Incêndios: “Não posso dizer que não teremos falhas na resposta às populações”
É um ponto referido em todos os debates políticos, de todas as áreas de governação, nos tempos que correm e não falou na audição do ministro Vieira da Silva que garantiu que os apoios às populações afetadas pelos incêndios vão chegar com “sentido de rigor” e que o Ministério mobilizou equipas para o terreno, ainda que não garanta que não venham a existir falhas. “Não posso aqui dizer que não teremos falhas no terreno na resposta às populações. São de facto situações de enorme fragilidade que encontrámos”. O ministro referia-se ao trabalho de campo já feito, desde o incêndio de Pedrógão Grande, pelas “equipas de emergência” do seu Ministério que, garantiu, vai dar “essa resposta sem nenhuma hesitação“.

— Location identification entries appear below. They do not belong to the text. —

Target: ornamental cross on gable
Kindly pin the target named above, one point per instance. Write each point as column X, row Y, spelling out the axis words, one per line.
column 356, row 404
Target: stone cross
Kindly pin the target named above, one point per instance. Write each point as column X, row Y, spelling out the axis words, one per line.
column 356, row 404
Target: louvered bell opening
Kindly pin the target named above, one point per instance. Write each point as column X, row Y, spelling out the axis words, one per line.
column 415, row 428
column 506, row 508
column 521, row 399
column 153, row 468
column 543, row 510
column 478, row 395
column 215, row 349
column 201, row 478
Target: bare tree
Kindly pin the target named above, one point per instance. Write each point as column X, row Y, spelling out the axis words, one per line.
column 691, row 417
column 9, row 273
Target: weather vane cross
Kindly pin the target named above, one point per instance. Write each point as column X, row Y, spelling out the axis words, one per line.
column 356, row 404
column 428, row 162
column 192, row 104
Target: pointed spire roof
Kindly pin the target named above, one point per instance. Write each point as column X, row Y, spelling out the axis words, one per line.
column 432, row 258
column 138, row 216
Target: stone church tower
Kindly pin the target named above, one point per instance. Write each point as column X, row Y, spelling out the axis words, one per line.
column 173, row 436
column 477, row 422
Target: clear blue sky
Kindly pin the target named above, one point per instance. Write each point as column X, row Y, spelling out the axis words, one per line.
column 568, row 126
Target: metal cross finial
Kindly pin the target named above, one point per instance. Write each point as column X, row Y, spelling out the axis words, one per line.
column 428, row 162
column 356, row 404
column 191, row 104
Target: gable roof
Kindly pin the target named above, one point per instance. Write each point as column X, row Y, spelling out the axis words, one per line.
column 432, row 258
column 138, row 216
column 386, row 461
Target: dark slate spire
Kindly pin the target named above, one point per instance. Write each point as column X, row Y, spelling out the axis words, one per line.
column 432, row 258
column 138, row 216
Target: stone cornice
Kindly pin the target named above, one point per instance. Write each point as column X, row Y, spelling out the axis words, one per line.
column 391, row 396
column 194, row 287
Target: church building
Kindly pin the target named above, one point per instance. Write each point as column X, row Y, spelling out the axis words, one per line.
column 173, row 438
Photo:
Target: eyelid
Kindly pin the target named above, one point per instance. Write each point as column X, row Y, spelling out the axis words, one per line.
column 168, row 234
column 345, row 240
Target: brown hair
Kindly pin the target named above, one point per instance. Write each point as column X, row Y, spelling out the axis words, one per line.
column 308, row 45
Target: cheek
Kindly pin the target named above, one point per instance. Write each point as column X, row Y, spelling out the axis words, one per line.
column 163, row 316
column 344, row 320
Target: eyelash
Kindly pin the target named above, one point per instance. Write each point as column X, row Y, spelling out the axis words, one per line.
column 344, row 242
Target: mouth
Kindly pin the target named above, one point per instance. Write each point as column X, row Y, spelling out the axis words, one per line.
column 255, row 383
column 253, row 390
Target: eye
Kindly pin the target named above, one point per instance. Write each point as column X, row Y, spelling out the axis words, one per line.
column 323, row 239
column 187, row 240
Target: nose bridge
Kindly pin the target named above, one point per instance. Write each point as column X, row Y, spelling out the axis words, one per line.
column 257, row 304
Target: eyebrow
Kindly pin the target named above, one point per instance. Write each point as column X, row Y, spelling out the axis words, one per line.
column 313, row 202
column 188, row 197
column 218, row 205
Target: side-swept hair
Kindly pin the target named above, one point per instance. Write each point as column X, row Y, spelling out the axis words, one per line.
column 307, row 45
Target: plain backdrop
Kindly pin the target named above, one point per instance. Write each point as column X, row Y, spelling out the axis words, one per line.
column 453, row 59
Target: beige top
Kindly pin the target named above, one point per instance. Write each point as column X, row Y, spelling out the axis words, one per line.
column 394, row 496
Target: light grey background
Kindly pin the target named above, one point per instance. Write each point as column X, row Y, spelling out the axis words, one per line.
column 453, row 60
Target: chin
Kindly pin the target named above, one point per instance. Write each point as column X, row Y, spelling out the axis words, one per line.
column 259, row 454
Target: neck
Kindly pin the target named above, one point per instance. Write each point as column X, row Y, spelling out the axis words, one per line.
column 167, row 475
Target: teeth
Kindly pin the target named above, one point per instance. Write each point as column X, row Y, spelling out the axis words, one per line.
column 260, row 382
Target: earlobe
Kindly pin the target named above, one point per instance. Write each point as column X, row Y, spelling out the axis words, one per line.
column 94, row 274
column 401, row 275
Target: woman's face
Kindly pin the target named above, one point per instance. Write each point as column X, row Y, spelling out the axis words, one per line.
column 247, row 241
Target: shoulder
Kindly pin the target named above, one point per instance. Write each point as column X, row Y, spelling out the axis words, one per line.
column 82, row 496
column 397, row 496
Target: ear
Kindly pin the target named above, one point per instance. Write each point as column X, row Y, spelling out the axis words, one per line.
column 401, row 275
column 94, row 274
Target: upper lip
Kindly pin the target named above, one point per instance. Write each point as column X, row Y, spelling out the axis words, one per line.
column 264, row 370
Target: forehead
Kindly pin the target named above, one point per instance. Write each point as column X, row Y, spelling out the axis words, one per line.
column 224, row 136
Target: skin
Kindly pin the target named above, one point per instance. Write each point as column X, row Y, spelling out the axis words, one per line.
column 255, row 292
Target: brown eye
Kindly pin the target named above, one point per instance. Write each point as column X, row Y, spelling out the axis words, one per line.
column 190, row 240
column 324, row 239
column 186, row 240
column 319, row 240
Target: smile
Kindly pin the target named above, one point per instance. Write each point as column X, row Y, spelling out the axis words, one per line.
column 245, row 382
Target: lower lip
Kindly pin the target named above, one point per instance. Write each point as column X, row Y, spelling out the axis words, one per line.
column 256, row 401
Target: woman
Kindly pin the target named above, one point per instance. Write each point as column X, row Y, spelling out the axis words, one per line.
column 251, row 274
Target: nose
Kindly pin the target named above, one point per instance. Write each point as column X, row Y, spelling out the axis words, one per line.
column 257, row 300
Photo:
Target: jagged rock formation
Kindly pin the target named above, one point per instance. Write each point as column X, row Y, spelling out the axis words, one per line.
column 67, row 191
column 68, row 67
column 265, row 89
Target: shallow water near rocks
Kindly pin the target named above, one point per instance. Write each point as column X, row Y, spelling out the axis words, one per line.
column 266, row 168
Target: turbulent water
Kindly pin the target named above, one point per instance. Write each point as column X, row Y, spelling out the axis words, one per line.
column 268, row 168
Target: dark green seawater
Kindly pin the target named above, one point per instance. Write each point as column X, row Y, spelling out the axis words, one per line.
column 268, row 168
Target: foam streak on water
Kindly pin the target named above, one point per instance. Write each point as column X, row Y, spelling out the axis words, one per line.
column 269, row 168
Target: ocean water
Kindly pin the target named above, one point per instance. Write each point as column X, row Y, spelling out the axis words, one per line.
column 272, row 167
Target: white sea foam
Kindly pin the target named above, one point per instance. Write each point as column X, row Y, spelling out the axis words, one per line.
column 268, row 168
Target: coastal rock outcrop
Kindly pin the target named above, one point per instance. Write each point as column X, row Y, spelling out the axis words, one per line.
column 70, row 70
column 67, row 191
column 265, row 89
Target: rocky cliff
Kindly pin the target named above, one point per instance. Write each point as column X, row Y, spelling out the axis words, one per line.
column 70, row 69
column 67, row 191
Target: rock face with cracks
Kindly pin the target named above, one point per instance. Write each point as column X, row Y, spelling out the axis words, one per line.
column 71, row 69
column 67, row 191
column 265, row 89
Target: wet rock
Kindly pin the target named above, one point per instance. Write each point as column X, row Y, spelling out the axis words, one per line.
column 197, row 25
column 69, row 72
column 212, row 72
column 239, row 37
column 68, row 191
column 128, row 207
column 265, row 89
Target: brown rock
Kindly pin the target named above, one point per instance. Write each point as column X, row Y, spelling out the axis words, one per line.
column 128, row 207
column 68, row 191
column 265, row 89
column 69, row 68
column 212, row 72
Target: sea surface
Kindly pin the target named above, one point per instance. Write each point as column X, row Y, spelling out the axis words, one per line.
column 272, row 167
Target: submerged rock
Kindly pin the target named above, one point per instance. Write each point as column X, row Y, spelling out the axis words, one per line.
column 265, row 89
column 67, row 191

Ao mesmo tempo que admite a possibilidade da existência de “falhas” na resposta no terreno, o ministro ataca PSD e CDS: “As equipas de emergência do Ministério são compostas por técnicos, alguns foram aqueles que os senhores consideraram dispensáveis e colocaram na requalificação”. Não eram dispensáveis e a prova que não eram é que foram eles a dar essa resposta”. O ministro descreve que as situações encontradas pelos técnicos são de “enorme fragilidade” e de “grande isolamento”.
Reformas antecipadas: 40 anos como carreira completa é “opção insustentável”
O ministro considera que “a saída precoce é um direito, mas o objetivo é que as pessoas façam uma carreira contributiva equilibrada para si próprias e para o sistema”. Isto em resposta ao Bloco de Esquerda que, a propósito do novo regime das reformas antecipadas para as carreiras contributivas muito longas disse que ainda é “preciso estudar uma solução para defender os lesados do ex-ministro Mota Soares“, pedindo um “complemento de reforma” para as pessoas que viram as suas pensões cortadas. O PCP juntou-se as pedidos sobre as carreiras contributivas mais longas, mas o ministro foi claro ao dizer que “a consideração dos 40 anos como a carreira que dá acesso a uma pensão completa é um opção insustentável“. O ministro recusou mesmo “criar a ilusão dessa possibilidade”.
O Bloco de Esquerda, por seu lado, nas reformas antecipadas reclamou a eliminação do fator de sustentabilidade que diz ter-se tornado “numa penalização ilegítima”, a partir do momento em que a idade legal da reforma deixou de ser fixa. “Fasear a revisão do regime das pensões antecipadas foi a opção do governo, só que este faseamento não pode ser atirar para as calendas a eliminação do fator de sustentabilidade”, avisou o deputado José Soeiro que ainda acrescentou que “cada dia que ele se mantém, mantém-se uma penalização totalmente injustificada sobre as pensões”. O deputado do partido parceiro do Governo no Parlamento mostrou-se mesmo “preocupado que tenha havido várias declarações públicas que ponham em dúvida o cumprimento do objetivo de eliminação em 2018”. Mas não obteve qualquer resposta por parte do ministro, pelo menos neste debate.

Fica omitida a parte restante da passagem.